ソーシャル・セキュリティ:日本永住帰国後の社会保険料と税負担、そして為替レートの影響
今回の記事では、日本に永住帰国し、ソーシャル・セキュリティ(老齢年金・配偶者年金)を受給した場合の社会保険料・税負担を計算し、どの程度の手取り収入となるか試算します。また、円ベースの金額は為替レートの影響を受けるので、為替レートが変化すると、受給額(円ベース)、手取り収入がどう変わるかも見てみましょう。

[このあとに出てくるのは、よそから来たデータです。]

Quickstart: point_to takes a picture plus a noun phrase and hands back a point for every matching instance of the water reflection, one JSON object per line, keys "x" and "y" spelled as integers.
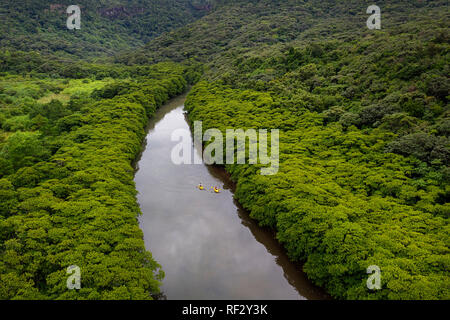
{"x": 204, "y": 241}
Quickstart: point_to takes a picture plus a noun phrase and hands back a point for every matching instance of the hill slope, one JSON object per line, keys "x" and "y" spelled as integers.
{"x": 365, "y": 149}
{"x": 106, "y": 26}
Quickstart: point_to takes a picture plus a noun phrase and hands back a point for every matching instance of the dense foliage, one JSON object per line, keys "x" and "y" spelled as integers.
{"x": 67, "y": 195}
{"x": 364, "y": 119}
{"x": 365, "y": 149}
{"x": 106, "y": 26}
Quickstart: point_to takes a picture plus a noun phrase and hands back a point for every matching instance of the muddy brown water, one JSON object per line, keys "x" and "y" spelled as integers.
{"x": 207, "y": 245}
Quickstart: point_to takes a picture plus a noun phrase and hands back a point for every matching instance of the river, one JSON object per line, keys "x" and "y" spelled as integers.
{"x": 208, "y": 246}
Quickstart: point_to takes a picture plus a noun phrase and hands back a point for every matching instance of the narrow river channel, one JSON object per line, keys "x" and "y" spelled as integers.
{"x": 207, "y": 245}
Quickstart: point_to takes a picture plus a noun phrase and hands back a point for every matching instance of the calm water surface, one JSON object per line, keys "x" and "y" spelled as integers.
{"x": 207, "y": 245}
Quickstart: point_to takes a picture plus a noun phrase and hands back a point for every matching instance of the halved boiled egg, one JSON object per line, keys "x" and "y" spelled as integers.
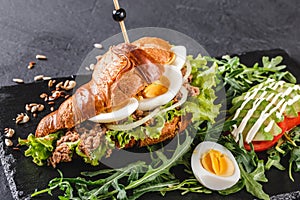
{"x": 214, "y": 166}
{"x": 117, "y": 115}
{"x": 158, "y": 93}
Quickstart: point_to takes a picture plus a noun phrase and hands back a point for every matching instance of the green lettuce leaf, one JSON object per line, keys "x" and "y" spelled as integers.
{"x": 40, "y": 148}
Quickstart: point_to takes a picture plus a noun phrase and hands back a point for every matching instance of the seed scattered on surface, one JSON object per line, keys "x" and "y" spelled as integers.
{"x": 41, "y": 57}
{"x": 46, "y": 78}
{"x": 56, "y": 95}
{"x": 18, "y": 80}
{"x": 27, "y": 107}
{"x": 31, "y": 65}
{"x": 98, "y": 57}
{"x": 22, "y": 118}
{"x": 34, "y": 107}
{"x": 38, "y": 77}
{"x": 98, "y": 46}
{"x": 92, "y": 67}
{"x": 8, "y": 142}
{"x": 51, "y": 83}
{"x": 66, "y": 83}
{"x": 71, "y": 85}
{"x": 58, "y": 85}
{"x": 9, "y": 132}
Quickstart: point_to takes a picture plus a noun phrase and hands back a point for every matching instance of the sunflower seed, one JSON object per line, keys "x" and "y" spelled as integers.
{"x": 56, "y": 95}
{"x": 58, "y": 85}
{"x": 71, "y": 85}
{"x": 31, "y": 65}
{"x": 43, "y": 95}
{"x": 92, "y": 67}
{"x": 8, "y": 142}
{"x": 41, "y": 57}
{"x": 40, "y": 107}
{"x": 33, "y": 109}
{"x": 9, "y": 132}
{"x": 22, "y": 118}
{"x": 66, "y": 83}
{"x": 98, "y": 57}
{"x": 38, "y": 77}
{"x": 18, "y": 80}
{"x": 98, "y": 46}
{"x": 27, "y": 107}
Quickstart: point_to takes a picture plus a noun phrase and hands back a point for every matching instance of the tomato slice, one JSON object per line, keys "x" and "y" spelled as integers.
{"x": 286, "y": 125}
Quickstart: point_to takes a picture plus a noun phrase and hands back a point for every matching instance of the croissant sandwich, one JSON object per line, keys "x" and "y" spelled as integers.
{"x": 137, "y": 96}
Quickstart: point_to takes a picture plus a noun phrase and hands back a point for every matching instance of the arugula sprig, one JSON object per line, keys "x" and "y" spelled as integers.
{"x": 114, "y": 186}
{"x": 238, "y": 78}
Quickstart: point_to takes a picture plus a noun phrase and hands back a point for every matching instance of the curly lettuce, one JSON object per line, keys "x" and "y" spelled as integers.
{"x": 40, "y": 148}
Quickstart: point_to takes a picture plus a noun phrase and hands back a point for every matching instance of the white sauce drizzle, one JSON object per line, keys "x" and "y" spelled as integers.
{"x": 264, "y": 114}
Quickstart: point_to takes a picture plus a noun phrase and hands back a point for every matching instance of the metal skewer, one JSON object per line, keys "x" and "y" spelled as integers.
{"x": 121, "y": 11}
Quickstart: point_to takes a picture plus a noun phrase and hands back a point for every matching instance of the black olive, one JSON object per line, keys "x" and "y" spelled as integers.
{"x": 119, "y": 15}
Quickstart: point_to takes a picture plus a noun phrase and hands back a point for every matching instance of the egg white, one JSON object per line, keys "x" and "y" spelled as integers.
{"x": 208, "y": 179}
{"x": 174, "y": 76}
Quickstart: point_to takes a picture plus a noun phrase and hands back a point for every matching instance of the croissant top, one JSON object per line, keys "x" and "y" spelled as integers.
{"x": 122, "y": 72}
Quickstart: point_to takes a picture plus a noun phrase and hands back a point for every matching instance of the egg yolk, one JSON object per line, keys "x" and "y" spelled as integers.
{"x": 217, "y": 163}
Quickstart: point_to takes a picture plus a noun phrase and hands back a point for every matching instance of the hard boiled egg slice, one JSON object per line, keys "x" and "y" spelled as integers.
{"x": 117, "y": 115}
{"x": 180, "y": 52}
{"x": 173, "y": 85}
{"x": 214, "y": 166}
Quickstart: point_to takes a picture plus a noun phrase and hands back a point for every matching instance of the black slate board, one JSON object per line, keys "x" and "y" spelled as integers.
{"x": 24, "y": 176}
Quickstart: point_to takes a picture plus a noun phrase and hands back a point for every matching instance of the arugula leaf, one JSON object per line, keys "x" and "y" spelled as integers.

なお、この記事では65歳以上75歳未満の無職夫婦で月額$3,000(老齢年金$2,000と配偶者年金$1,000)のソーシャル・セキュリティ受給額を想定します。計算結果はあくまで概算ですので、お含みおきください。
社会保険料
社会保険料には、健康保険と介護保険があります。健康保険は、74歳までは国民健康保険(無職の場合など)、75歳からは後期高齢者医療制度に加入します。
国民健康保険では、保険料は世帯ごとに収入、世帯人数に応じて算出され、世帯主が負担します。保険料は自治体によって異なります。

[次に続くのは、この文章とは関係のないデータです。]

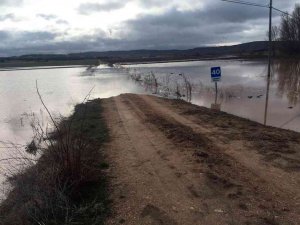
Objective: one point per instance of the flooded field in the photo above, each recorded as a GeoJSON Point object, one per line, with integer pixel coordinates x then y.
{"type": "Point", "coordinates": [241, 92]}
{"type": "Point", "coordinates": [61, 89]}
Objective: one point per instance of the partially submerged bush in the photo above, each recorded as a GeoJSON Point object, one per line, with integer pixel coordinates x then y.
{"type": "Point", "coordinates": [66, 185]}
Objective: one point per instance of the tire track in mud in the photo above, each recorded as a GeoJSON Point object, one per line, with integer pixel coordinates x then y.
{"type": "Point", "coordinates": [218, 188]}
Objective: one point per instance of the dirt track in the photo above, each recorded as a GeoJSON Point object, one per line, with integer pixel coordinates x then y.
{"type": "Point", "coordinates": [176, 163]}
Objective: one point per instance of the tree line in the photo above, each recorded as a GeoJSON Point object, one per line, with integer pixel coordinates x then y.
{"type": "Point", "coordinates": [288, 32]}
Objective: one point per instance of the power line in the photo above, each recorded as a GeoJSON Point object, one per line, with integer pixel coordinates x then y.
{"type": "Point", "coordinates": [281, 11]}
{"type": "Point", "coordinates": [255, 4]}
{"type": "Point", "coordinates": [246, 3]}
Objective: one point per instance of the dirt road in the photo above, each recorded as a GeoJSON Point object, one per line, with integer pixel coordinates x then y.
{"type": "Point", "coordinates": [177, 163]}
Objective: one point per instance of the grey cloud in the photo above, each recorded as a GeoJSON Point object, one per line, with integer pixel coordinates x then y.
{"type": "Point", "coordinates": [21, 39]}
{"type": "Point", "coordinates": [60, 21]}
{"type": "Point", "coordinates": [88, 8]}
{"type": "Point", "coordinates": [47, 16]}
{"type": "Point", "coordinates": [11, 2]}
{"type": "Point", "coordinates": [217, 22]}
{"type": "Point", "coordinates": [9, 16]}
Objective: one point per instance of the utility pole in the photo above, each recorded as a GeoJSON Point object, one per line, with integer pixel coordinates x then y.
{"type": "Point", "coordinates": [269, 64]}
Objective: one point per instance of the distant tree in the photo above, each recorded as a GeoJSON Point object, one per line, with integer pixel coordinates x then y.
{"type": "Point", "coordinates": [290, 31]}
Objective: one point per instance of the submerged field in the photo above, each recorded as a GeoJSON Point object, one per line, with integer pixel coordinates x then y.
{"type": "Point", "coordinates": [177, 163]}
{"type": "Point", "coordinates": [166, 162]}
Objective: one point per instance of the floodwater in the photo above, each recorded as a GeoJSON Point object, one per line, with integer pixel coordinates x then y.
{"type": "Point", "coordinates": [241, 92]}
{"type": "Point", "coordinates": [60, 89]}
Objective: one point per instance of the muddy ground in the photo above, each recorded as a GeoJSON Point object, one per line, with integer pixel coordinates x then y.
{"type": "Point", "coordinates": [176, 163]}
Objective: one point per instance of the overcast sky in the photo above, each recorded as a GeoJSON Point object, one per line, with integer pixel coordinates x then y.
{"type": "Point", "coordinates": [63, 26]}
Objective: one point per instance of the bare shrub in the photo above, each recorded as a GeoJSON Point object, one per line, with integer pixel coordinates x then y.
{"type": "Point", "coordinates": [50, 189]}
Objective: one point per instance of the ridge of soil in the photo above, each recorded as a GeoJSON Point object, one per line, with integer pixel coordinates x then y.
{"type": "Point", "coordinates": [177, 163]}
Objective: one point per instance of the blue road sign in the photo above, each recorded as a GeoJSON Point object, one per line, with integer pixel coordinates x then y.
{"type": "Point", "coordinates": [216, 74]}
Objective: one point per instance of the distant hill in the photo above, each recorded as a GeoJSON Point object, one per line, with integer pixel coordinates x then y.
{"type": "Point", "coordinates": [252, 49]}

後期高齢者医療制度は、75歳(一定の障害があり希望する方は65歳)以上の方が加入する医療保険制度です。保険料は後期高齢者医療広域連合が決定し、2年ごとに保険料率が改定されます。
介護保険料は、保険料は自治体によって異なります。所得に応じて一人ひとり計算されます。
収入が540万円($3,000×12か月×150円)の場合、夫婦の社会保険料は以下の通りです。
国民健康保険料:約39万円
介護保険料:約24万円
年金収入にかかる税金
ソーシャル・セキュリティは、公的年金等に係る雑所得となり、所得税、住民税の対象となります。ソーシャル・セキュリティの収入金額から公的年金等控除額を差し引いて所得金額を計算します。また、基礎控除、社会保険料控除も適用されます。

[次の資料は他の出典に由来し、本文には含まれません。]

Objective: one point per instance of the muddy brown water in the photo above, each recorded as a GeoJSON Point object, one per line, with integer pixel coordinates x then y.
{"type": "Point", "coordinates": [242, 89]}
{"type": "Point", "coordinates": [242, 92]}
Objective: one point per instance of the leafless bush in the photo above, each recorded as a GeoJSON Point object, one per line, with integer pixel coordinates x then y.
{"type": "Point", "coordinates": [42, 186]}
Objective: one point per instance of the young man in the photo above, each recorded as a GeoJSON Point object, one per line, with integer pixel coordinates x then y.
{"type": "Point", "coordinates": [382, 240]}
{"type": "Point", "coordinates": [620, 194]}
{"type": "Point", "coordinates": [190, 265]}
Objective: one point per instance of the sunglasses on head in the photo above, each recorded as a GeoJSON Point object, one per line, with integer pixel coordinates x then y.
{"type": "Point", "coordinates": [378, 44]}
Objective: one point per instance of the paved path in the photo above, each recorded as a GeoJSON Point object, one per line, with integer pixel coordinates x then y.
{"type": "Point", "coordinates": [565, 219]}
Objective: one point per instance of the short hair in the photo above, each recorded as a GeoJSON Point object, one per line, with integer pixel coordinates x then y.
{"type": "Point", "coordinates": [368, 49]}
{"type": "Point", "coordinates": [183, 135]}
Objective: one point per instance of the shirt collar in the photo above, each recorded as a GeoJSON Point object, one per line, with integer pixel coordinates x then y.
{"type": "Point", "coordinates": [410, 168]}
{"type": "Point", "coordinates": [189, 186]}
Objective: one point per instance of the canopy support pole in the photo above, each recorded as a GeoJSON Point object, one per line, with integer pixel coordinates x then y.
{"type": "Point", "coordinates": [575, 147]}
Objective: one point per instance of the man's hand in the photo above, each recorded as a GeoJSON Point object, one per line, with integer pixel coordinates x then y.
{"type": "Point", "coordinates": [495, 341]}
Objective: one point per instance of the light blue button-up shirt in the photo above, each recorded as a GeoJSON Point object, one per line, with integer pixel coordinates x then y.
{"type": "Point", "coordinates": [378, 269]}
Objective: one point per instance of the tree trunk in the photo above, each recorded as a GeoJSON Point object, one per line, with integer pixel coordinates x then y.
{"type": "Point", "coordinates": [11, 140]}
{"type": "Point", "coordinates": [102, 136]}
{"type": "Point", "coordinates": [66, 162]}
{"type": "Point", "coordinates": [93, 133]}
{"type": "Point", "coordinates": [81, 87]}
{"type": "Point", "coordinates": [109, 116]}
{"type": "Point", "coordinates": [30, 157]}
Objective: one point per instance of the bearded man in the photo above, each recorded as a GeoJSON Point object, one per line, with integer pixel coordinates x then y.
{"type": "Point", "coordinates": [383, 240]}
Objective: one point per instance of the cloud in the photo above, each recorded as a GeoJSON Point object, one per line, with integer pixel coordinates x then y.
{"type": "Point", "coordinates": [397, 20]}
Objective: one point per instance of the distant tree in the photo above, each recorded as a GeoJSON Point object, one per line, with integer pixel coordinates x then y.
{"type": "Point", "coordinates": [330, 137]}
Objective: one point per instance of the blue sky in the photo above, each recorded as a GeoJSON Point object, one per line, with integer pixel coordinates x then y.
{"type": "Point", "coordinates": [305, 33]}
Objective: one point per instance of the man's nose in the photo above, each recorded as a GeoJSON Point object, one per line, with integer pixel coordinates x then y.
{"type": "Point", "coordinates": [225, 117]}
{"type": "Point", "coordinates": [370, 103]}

なお、アメリカでは夫婦は夫婦合算申告を利用できますが、日本の課税単位は個人ごとになります。
一方の配偶者のソーシャル・セキュリティが360万円($2,000×12か月×150円)、もう一方の配偶者が180万円($1,000×12か月×150円)の場合、所得税、住民税は夫婦合計で以下のようになります。
所得税:約7万円
住民税:約16万円
手取り収入と為替レートの影響
ソーシャル・セキュリティの受給額が月額$3,000の場合、1ドル=150円では、以下の通り、手取り収入が年額で約450万円、月額で約38万円となります。
ソーシャル・セキュリティの受給額を円転した時の金額は為替レートの影響を受けますし、それによって社会保険料や税の金額も変わります。1ドル100円から200円まで10円刻みでソーシャル・セキュリティ受給額(円ベース)、手取り収入を計算すると以下のグラフのようになります。
年金収入にも社会保険料や税金がかかること、またどれぐらいかかるかよく認識されていない場合もあります。社会保険料は自治体によっても異なります。上記は概算にすぎませんが、永住帰国後の生活設計の参考にしてみてください。